Marie ne bouge presque plus. Marie respire à peine.
Pour lui parler, il faut utiliser peu de mots : des mots simples, des mots essentiels, qui vont du cœur au cœur. Des mots qui se glissent, petit à petit, avec leurs consonnes, leurs voyelles, dans le corps et la pensée de Marie. Des mots qui deviendront la matière de ce corps, le ferment de cette pensée, des mots à lent parcours qui traverseront le conduit auditif, atteindront la caisse du tympan, percuteront les osselets, ensuite le rocher ; des mots qui se frayeront lentement passage dans le labyrinthe de l’oreille. Des mots aimés, des mots aimants, ressentis, agrippés à l’espérance. Des mots vrais, même s’ils mentent. Des mots forgés d’amour et de promesse, même s’ils simulent. Des mots réels et fictifs. Des mots pour vivre et pour rêver.
Anya imagine le désespoir qu’elle aurait ressenti si Anton n’avait pas su combien elle l’aimait ! Elle serait rentrée en lutte contre cette mort qui la narguait, elle se serait arc-boutée pour lui faire front au prix de nouvelles souffrances, elle aurait lutté pour lui faire obstacle jusqu’à l’arrivée d’Anton.
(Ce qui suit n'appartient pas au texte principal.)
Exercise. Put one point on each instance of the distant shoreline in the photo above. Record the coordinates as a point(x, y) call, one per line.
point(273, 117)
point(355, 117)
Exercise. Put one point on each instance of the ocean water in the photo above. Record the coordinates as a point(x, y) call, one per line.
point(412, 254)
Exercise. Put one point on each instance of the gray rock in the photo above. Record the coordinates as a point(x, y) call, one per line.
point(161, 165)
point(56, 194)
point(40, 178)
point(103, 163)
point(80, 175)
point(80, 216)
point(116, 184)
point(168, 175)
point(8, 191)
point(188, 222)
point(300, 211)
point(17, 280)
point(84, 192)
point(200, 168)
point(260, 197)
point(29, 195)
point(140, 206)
Elle compare sa mort prochaine à cette mort-ci. Si tout se passe selon son désir, elle s’éteindra dans les bras d’Anton, elle acceptera cette navigation vers le dernier port. Un glissement consenti de tout ce fleuve de l’existence se déversant, puis se dissolvant, dans l’inconnu.
« Il t’attendait, souffle Anya dans l’oreille de Marie avec tant de conviction qu’elle finissait par y croire elle-même. Je l’ai vu, je l’ai tout de suite reconnu. Nous nous sommes parlé. Il sait que tu venais à lui et combien tu l’aimes. Il me suit. Il sera bientôt ici auprès de toi. »
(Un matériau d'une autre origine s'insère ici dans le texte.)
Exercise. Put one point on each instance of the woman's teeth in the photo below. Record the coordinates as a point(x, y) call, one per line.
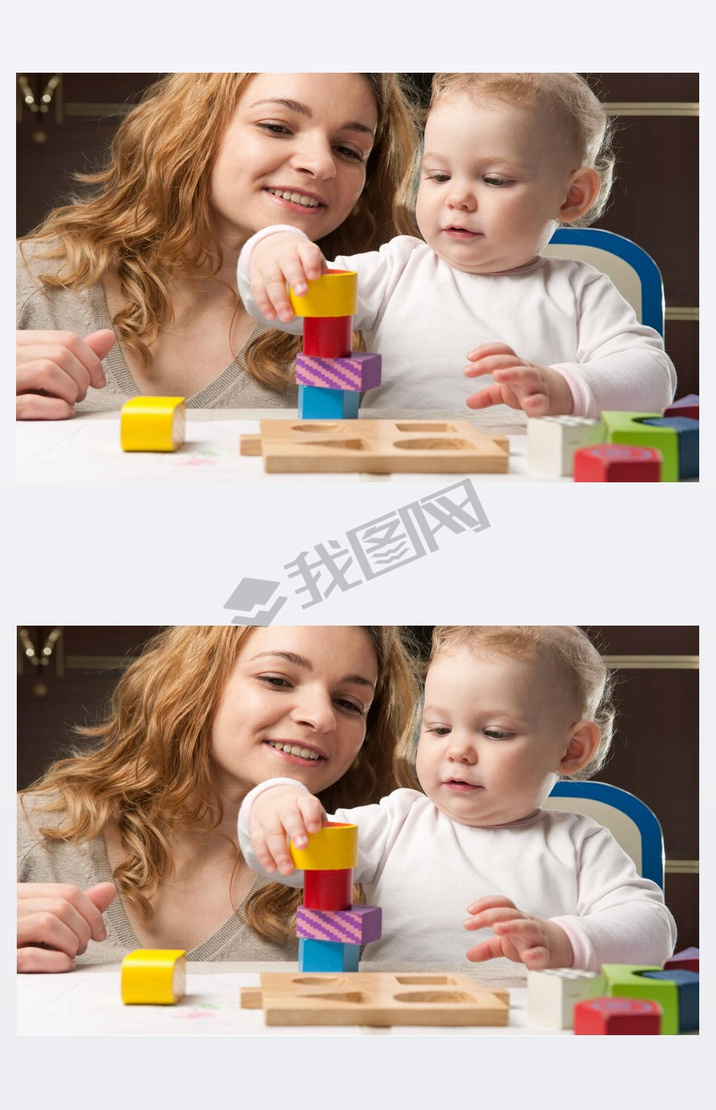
point(293, 749)
point(295, 198)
Elle la tutoyait sans effort. Chacun de ses mots se transformait en images heureuses. Marie souriait. Elle avait perdu la notion du temps, on pourrait ainsi la maintenir dans l’illusion jusqu’au bout.
« Il vient… Il arrive… Il est en route », reprit Anton.
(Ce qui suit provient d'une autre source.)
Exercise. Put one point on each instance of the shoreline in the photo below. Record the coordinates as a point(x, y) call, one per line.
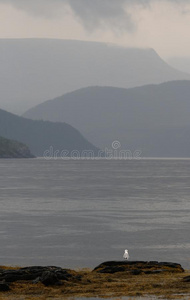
point(108, 280)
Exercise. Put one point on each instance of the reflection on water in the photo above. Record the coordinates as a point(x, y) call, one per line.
point(80, 213)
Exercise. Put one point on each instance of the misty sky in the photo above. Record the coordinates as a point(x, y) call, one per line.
point(162, 25)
Le visage presque éteint ressuscita, la pâleur s’estompa ; autour des yeux les cernes bleutés s’éclaircissaient.
Anya se tourna vers son époux :
« Elle m’entend, n’est-ce pas ?
— Rassure-toi, elle a tout entendu. »
Anya transpire, la torsion de son dos courbé en avant lui est pénible. Elle applique ses mains sur ses reins ; elle craint que ses forces ne l’abandonnent.
Anton prend le relais :
« Bientôt Steph sera là. Je t’avertirai dès qu’on l’apercevra au bout de la rue. »
Anton et Anya échangent un regard complice.